Hey I am currently following a course on Lie groups and I have followed a course on smooth manifolds. The question I have is the following,
Let $G$ be a Lie group acting smoothly on a manifold $M$ by the action $A:G\times M\to M$. Since $A$ is an action the following equality holds; $$A(g,A(h,x)) = A(gh, x).$$ Now we are asked to take the differential on both sides. However I seem to struggle with this rather easy sounding task. What I have done till now;
Write $$\tilde A: G\times G\times M\to M,\quad (g,h,x)\mapsto A(g,A(h,x)) = A(gh,x).$$ Now I want to take the differential, so I should end up with a map $$d\tilde A:TG\times TG\times TM \to TM,\quad (v,w,u)\mapsto d\tilde A(v,w,u).$$ I think this should be the differential when evaluated in $(g,h,x)$ $$d(A(g,A(h,x))) = (dA)_{(g,A(h,x))}\circ (dA)_{(h,x)}.$$
It seems to me that your solution has the wrong domain: You correctly identify that your tangent map $D\tilde{A}$ has tangent vectors of the smooth product manifold $G\times G \times M$ as inputs, the dimension of these tangent spaces is $\dim G +\dim G+\dim M$. $DA$ itself is a map on the $\dim G + \dim M$-dimensional tangent space of $G\times M$, so your map cannot be correct.
Maybe this helps:
The right hand side can be written as $$\tilde{A} = A\circ (m_G\times \operatorname{id}_M)\colon, (G\times G)\times M \to M,$$ where $m_G\colon G\times G\to G$ is the multiplication map, i.e. $gh = m_G(g,h)$. The left hand side can be written as $$\tilde{A} = A\circ (id_G \times A) \colon G\times G\times M,$$ where the inner map $A$ acts on the second factor $G$ of the product of manifolds. The product of maps just tells us on what factors of the manifold the factors of the maps act. Notice that both domains are diffeomorphic, $$ G\times G\times M \simeq (G\times G)\times M.$$ We can canonically identify the tangent bundles in a similar fashion $$T(G\times G\times M) \simeq T(G\times G)\times TM \simeq TG\times TG \times TM.$$ Now applying chain rule to both sides yields $$D\tilde{A} = DA\circ (Dm_G \times\operatorname{id}_{TM})\quad\text{(RHS)}$$ $$D\tilde{A} = DA\circ (\operatorname{id}_{TG}\times DA)\quad\text{(LHS)}.$$
Now we can move to evaluating at specific tangent vectors: Let $g,h \in G$ and $x\in M$, aswell as $u \in T_gG$, $v\in T_hG$ and $w \in T_xM$. Then $(u,v) \in T_{(g,h)}(G\times G)$. We calculate: $$D\tilde{A}_{g,h,x}(u,v,w) = DA_{(m_g(g,h),x)} \left((Dm_{G})_{(g,h)}(u,v)\times \operatorname{id}_{TM}(w)\right) =DA_{(m_g(g,h),x)} \left((Dm_{G})_{(g,h)}(u,v)\times w \right) \quad\text{(RHS)}$$ $$D\tilde{A}_{g,h,x}(u,v,w) = DA_{(g,A(h,x))} \circ (id_{TG}(u) \times DA_{(h,x)}(v,w)) =DA_{(g,A(h,x))} (u\times DA_{(h,x)}(v,w)) \quad \text{(LHS)}$$
By definition of a smooth action, the map $A$ has the same image for both base points of the outer differential $DA$, so both expressions for the differential of $D\tilde{A}$ land in the same tangent space. But in general the base point $(gh,x)$ and $(g,A(h,x))$ are not the same, so both maps can not be compared directly without further information. Both maps have the right domain and codomain. To me, this completes the calculation.

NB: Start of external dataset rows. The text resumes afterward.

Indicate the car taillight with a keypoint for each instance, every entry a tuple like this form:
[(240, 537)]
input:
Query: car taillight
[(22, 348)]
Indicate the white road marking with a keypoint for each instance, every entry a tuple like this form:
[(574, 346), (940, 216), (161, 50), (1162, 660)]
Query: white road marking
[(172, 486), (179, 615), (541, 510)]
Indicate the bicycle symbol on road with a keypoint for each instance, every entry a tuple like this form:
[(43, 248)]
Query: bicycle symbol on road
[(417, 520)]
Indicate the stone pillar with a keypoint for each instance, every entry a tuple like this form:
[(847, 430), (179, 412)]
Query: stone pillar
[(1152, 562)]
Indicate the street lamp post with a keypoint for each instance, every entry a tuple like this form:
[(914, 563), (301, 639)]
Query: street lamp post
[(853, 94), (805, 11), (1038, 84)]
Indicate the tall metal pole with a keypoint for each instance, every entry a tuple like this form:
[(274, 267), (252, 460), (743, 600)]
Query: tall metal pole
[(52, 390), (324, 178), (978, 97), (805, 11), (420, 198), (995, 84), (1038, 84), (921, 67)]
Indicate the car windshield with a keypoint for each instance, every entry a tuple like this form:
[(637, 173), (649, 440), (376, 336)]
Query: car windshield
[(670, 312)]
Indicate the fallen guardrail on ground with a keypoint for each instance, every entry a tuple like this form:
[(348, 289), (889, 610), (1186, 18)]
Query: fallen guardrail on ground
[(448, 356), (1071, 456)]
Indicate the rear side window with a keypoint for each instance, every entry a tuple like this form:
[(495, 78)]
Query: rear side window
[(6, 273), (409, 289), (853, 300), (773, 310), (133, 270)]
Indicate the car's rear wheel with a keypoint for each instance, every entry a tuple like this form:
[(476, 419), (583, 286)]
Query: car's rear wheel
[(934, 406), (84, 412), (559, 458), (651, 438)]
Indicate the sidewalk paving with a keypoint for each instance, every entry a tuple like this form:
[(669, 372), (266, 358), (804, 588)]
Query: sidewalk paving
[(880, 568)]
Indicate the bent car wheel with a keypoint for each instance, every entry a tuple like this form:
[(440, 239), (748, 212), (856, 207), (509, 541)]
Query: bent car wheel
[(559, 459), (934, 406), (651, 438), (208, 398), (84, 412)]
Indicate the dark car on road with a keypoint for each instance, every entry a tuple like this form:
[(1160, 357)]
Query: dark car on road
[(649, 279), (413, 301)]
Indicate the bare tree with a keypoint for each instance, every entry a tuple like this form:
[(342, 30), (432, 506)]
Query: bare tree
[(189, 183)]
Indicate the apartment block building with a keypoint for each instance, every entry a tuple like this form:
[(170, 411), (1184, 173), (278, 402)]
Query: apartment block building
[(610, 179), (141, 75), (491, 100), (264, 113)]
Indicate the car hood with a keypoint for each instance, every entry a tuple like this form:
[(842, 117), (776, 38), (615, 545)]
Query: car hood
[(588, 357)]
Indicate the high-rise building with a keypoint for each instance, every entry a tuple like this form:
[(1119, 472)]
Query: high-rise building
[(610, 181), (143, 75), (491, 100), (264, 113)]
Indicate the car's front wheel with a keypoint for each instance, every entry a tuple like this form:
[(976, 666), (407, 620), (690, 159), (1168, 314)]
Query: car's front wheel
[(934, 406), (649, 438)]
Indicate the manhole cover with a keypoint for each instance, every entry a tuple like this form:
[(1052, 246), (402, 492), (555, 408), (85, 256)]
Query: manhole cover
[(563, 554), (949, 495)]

For some further properties of the tangent maps of maps between Lie-groups and ideas for proofs I recommend Hilgert-Neeb, Ch. 9.1. For example, there is a rather useful identity for the differential of the multiplication map involving the sum of the differential of left and right multiplication.